The Fourier Transformation that I made : $$ \Im(f(x))= \int_{-\infty} ^{\infty} f(x) e^{-i2\pi ux} dx = \int_{-\infty} ^{\infty} e^{i2\pi ax} e^{-i2\pi ux} dx = \int_{-\infty} ^{\infty} e^{-i2\pi x(u-a)} dx $$
And stuck here. I think it should be equal to $\delta(u-a)$, but how can I continue and show that?
On
First of all, your function is not integrable so you have to compute the Fourier transform in a distributional sense. On the other hand, for any function $\varphi$ in the Schwartz space we can apply the definition of distributional Fourier transform and the inversion formula to get
$$\mathcal{F}(e^{2\pi iax})(\varphi)=\int_\mathbb{R} e^{2\pi iax}\mathcal{F}(\varphi)(x)dx=\varphi(a)=\delta_a \left(\varphi\right)$$.
Then $\mathcal{F}(e^{2\pi iax})=\delta_a$ as distributions.

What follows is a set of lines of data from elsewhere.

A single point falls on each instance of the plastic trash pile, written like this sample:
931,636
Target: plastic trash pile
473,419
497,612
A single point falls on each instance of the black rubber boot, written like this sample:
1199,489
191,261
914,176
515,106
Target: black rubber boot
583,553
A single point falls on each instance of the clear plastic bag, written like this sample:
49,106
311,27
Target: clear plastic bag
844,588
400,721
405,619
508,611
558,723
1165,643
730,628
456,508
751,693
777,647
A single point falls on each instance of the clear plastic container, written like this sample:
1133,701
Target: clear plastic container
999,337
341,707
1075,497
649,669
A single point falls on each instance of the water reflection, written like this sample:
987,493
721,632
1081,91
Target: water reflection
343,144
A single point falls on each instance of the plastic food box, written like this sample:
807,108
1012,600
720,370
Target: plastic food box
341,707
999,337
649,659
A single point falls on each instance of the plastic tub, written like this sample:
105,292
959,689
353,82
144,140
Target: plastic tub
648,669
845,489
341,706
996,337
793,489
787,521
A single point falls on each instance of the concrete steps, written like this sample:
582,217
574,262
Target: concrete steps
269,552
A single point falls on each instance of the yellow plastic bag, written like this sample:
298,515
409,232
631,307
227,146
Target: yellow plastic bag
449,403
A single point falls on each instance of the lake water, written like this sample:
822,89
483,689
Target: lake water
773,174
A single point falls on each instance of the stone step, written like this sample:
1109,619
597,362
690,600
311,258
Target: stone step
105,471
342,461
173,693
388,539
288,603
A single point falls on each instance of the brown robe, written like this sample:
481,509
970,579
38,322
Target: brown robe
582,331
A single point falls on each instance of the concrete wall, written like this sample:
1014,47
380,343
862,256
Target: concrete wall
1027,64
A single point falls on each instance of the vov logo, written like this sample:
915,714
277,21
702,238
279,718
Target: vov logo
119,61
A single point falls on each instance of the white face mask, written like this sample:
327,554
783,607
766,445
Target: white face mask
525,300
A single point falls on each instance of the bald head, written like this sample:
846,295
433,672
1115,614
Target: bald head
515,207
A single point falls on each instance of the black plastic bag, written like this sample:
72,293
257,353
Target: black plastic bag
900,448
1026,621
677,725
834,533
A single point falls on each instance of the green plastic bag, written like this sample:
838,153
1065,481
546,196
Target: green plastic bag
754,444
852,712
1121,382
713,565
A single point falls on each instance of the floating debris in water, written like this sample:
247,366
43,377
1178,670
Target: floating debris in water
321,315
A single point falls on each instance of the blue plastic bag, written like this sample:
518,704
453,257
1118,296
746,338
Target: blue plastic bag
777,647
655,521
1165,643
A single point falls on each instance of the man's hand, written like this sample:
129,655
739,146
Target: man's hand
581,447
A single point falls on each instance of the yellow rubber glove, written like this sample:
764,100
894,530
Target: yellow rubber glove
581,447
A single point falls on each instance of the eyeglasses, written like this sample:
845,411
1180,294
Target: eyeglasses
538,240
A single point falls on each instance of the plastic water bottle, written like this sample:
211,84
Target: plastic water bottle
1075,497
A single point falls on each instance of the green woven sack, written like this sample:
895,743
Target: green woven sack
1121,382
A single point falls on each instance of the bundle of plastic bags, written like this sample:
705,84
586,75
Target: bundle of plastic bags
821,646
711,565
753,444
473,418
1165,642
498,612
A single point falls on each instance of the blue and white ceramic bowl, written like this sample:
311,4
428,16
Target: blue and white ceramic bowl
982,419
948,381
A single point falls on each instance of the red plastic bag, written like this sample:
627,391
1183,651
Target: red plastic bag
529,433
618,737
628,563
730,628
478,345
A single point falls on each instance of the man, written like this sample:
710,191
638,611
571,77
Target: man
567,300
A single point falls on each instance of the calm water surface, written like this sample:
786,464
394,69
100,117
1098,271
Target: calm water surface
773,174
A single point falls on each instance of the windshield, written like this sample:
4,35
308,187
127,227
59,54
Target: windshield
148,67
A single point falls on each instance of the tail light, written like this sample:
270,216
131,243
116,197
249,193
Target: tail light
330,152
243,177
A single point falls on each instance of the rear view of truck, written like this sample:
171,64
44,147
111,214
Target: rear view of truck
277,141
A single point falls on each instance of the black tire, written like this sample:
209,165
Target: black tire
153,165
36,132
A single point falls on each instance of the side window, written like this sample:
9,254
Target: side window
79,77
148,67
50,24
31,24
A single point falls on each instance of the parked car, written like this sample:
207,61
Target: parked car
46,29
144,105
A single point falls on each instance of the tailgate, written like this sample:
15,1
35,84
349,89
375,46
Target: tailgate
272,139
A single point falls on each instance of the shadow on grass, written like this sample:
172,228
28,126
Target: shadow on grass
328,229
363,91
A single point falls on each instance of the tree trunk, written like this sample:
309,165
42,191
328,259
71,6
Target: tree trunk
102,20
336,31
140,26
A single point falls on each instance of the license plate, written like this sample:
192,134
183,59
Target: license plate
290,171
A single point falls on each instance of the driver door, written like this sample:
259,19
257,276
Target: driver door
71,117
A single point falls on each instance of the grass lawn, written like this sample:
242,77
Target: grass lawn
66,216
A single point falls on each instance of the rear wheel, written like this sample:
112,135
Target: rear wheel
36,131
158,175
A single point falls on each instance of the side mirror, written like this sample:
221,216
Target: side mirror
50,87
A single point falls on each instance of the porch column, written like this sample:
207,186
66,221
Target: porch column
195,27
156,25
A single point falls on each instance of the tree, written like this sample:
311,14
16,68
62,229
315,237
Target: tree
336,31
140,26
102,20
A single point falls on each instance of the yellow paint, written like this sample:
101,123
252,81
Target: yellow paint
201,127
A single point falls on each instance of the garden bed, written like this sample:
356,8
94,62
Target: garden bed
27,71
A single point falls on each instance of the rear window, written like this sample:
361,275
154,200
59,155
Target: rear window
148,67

We know that \begin{equation} \int_{-\infty}^{\infty} \delta(u-a) e^{2 \pi u x} du = e^{2 \pi a x} = f(x) \end{equation} So $F(u) = \delta(u-a)$ is the Fourier transform, i.e. \begin{equation} \int_{-\infty}^{\infty} f(x) e^{-2 \pi u x} dx = \delta(u-a) \end{equation}